Colombia - Baru

Legal-Environmental Strategy to Restore the Collective Titling Process of the Barú Community in Colombia

Contract: January 2020-October 2020

Funds: USD 4,500

Project Implementer: Baru Community Council

Collaborators: Observatory of Ethnic and Peasant Territories OTEC-Pontifical Javerina University, Attorney General, Colombia’s Coalition for Black Communities (PCN), Silvio Garces, Dejusticia

Beneficiaries: The Afro-descendent community of Barú

Project summary

In 2020, RRI coalition successfully restored the collective titling of the Afro-descendant community in the Barú Island off the coast of Cartagena, Colombia. After the Land Agency ’s abrupt cancellation of its land titling process, the Barú Community Council — alongside RRI, OTEC Javeriana University, the PCN and Dejusticia; and Afro-descendant legal expert Silvio Garces–successfully restarted the titling process through a drawn-out legal battle.

Context

The Baru Afro-descendant community has inhabited the island of Barú since the 16th century, over 200 years before Colombia achieved independence from Spain. The community of Barú was considered a Palenque, or sovereign territory, describing the towns created by enslaved Africans who escaped slavery. On May 19, 1851, five “baruleros” bought their land as a collective property on behalf of the community. The property was ratified in 1957 by the public notary of the city of Cartagena. Since its founding, the Afro Colombian community in Barú has maintained its presence, but not without conflict over its land use and rights.

To affirm and protect its rights to this land, the Baru community council filed a claim for collective titling before the National Land Agency (ANT) on June 30, 2017, which included areas across the former Palenque and the island under its customary use (a total of 2,476 hectares).
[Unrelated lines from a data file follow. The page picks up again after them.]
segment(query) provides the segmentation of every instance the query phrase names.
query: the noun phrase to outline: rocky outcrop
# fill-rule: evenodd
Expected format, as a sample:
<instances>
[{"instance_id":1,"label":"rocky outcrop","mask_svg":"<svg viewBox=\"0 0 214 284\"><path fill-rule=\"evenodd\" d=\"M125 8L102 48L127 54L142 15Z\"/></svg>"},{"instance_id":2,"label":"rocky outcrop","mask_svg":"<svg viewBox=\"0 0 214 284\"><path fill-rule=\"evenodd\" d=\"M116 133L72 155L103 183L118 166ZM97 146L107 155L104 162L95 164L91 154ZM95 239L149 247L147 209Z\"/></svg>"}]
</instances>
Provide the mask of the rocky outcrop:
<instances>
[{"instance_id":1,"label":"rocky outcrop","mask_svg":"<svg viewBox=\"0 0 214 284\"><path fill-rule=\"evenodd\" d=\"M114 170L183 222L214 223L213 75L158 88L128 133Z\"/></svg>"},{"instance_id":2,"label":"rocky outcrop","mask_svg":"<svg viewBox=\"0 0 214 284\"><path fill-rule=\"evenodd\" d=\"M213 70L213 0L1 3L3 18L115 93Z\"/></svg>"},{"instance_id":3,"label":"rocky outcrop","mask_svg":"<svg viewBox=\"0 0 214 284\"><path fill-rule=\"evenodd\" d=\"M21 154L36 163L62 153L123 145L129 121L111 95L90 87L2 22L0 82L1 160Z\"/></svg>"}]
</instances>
The titling process finally began in December 2018, but was abruptly revoked in April 2019 by the ANT.

How did we help?

The wrongful cancelation of the process led to the launch of a grueling legal struggle by RRI and its collaborators ggle against the ANT to restore the process and protest the violation of the community’s fundamental rights to their territory. The RRI coalition was composed of the Barú Community Council, OTEC-Javerina University, the Attorney General, PCN and its leader and lawyer Silvio Garces (who helped create Colombia’s Law 70 in 1993 for the collective rights of Afro-descendant in Colombia), Dejusticia and RRG staff, who together embarked on a legal battle to fight the ANT’s decision.

After a series of court decisions and appeals in favor and against the collective titling, in 2020 RRI’s coalition successfully achieved a definitive court ruling to restore the administrative process to continue the collective titling for the Barú community. The ANT initiated the collective titling in August 2021. Since the victory, RRI has continued to support the Baru community in the update of its cartographic and community information for the titling process, and internal land arrangements to ensure a complete and successful titling.

The Baru collective title is a powerful symbol of the reaffirmation of the territorial rights of Afro-descendant peoples in Colombia. The success of this strategy paves the way for other Afro-descendant community struggles in the Colombian Caribbean.